Les Colombiens doivent assumer la responsabilité de leur destin.
Le
gouvernement français a exprimé
clairement sa disponibilité pour les aider à rechercher les
moyens de mettre fin à ce conflit cruel. Déjà,
il s'était impliqué fortement, avec d'autres, dans la facilitation
des processus de paix avec les guérillas, conduits par le
prédécesseur du président Uribe. Il appuie aujourd'hui la
volonté du gouvernement colombien, fondée sur une politique
de fermeté, de rechercher une solution négociée en
sollicitant, notamment, les bons offices du secrétaire général
des Nations unies.
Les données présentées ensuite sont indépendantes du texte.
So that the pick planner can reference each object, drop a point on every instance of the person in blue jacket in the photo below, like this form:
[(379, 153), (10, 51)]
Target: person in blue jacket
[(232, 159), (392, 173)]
Le gouvernement français appuie cette approche,
dans la mesure où elle combine le renforcement de l'autorité
de l'Etat et l'ouverture au dialogue avec les groupes armés
illégaux.
Il
reconnaît la légitimité, pour rétablir la paix civile en Colombie,
d'une politique de sécurité efficace et respectueuse des droits
de l'homme, à laquelle une coopération dans des domaines comme
le renforcement institutionnel ou la lutte contre le trafic
de drogue doit être apportée. La
possibilité d'un appui technique de la France à la substitution
de cultures par reforestation, priorité du président
Uribe pour lutter contre la production de drogue, est à l'étude.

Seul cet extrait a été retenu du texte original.